Researchers from the University of Calgary studying a meteor that lit up the night sky in November are using footage captured on a CTV Edmonton security camera to try and calculate the path of the fireball.

Alan Hildebrand and his research partner found fragments of the meteorite in Lloydminster almost a months after it fell to the ground.

Hildebrand is now hoping CTV video footage will help him calculate the meteor's trajectory.

"You get a sequence of images and so we'll be able to get the speed that the fireball was moving at and that in turn lets us calculate what orbit it fell from," he said.

A grassroots search for the meteor began after it blazed across the Prairie Sky Nov. 20, 2008.

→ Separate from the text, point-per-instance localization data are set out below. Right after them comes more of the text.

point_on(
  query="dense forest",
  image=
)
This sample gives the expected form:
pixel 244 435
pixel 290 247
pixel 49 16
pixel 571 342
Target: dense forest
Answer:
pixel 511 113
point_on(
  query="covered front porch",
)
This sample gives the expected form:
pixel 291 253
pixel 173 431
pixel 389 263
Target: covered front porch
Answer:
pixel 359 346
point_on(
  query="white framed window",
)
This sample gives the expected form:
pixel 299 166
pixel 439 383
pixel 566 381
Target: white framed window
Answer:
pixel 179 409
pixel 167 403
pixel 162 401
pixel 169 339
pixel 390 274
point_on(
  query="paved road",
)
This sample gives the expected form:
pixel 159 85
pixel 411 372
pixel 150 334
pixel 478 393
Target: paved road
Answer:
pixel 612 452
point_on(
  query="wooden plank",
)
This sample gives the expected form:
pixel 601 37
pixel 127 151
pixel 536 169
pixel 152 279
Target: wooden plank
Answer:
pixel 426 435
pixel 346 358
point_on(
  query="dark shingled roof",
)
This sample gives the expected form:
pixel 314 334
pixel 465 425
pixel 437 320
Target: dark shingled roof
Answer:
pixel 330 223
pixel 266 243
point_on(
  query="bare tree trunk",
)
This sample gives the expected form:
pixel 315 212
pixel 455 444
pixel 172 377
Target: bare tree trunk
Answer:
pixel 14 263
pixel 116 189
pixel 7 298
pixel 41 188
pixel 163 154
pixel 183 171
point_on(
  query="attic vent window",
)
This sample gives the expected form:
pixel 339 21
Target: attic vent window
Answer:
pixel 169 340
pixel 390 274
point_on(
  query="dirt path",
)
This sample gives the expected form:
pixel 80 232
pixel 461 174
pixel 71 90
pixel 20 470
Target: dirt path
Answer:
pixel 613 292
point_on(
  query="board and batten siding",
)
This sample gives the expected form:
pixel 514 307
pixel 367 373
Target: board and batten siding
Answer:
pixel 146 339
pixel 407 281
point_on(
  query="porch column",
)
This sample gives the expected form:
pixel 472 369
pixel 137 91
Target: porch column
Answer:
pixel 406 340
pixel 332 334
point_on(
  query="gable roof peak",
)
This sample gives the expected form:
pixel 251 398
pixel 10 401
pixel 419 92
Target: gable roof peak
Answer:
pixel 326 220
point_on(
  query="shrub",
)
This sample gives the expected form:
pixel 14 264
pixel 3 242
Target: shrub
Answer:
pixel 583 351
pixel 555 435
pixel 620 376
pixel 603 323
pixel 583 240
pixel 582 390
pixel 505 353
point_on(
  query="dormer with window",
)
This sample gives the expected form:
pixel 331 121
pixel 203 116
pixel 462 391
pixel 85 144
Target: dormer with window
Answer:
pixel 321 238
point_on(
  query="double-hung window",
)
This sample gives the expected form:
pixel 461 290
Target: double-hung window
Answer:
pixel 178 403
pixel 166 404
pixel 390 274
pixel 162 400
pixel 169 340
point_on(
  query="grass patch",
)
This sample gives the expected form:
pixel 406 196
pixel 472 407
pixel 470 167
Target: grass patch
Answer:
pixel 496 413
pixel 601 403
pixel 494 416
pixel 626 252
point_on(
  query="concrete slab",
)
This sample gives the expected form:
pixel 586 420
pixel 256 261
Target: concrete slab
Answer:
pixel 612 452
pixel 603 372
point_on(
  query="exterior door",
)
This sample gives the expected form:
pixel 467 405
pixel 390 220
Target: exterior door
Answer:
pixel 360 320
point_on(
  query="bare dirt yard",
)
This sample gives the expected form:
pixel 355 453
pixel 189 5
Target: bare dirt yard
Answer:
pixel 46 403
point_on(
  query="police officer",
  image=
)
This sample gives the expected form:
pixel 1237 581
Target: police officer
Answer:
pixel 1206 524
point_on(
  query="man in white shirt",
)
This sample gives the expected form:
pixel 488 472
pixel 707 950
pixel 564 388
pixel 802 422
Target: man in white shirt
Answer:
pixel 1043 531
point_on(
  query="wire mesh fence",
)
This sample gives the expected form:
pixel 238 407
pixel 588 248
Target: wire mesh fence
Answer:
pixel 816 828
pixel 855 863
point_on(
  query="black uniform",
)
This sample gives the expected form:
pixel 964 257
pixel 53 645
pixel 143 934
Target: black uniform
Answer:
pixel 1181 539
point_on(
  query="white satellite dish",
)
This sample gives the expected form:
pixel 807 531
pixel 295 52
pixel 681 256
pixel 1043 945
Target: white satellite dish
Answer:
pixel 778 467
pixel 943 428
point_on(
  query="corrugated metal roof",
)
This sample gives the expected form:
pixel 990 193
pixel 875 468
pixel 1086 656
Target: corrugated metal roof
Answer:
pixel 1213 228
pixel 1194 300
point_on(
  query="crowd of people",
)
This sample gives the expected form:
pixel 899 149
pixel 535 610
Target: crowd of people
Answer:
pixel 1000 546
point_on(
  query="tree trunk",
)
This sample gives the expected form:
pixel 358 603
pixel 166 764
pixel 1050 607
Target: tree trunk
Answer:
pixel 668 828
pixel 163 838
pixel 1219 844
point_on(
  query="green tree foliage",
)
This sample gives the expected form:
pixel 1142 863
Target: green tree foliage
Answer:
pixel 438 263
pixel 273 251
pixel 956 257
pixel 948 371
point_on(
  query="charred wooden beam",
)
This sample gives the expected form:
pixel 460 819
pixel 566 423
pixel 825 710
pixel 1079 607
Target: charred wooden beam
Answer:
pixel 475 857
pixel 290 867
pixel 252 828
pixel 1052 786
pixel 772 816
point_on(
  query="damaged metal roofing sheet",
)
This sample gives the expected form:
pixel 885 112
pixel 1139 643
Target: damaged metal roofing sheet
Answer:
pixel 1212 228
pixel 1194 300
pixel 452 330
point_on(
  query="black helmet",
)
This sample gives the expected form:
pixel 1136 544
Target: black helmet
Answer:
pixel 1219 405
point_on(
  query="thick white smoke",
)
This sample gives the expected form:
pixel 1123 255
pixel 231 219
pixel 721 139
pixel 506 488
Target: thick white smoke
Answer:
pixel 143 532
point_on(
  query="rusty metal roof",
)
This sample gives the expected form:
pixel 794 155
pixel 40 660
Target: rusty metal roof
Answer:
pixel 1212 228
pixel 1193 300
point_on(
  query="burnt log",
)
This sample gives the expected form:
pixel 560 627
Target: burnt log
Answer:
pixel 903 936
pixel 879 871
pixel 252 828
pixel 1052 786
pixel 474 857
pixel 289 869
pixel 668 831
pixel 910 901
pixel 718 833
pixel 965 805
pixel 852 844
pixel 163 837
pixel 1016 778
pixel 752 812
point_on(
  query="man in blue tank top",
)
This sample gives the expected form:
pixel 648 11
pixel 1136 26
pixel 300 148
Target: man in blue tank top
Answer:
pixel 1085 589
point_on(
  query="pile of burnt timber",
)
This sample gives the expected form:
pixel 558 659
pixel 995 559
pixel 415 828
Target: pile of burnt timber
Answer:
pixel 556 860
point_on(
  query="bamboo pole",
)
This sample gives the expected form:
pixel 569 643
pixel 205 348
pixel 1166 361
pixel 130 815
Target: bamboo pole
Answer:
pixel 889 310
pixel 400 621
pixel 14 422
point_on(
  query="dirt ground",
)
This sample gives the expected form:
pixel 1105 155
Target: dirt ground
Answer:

The group, organized by the University of Calgary, has recovered more than 100 meteorites from the site near Lloydminster, on the border of Alberta and Saskatchewan, and says many more are still out there.

Volunteer searcher Ellen Milley, who is pursuing her master's at the University of Calgary's geoscience department, found the first meteorite fragments on Nov. 27.

U of C planetary scientist Alan Hildebrand said in a written statement there are roughly 2,000 meteorites of 10 grams or more, per square kilometre, in the northern part of the field where the fragments were found.

Altogether, he calculated, there are likely more than 10,000 meteorites on the ground in the area.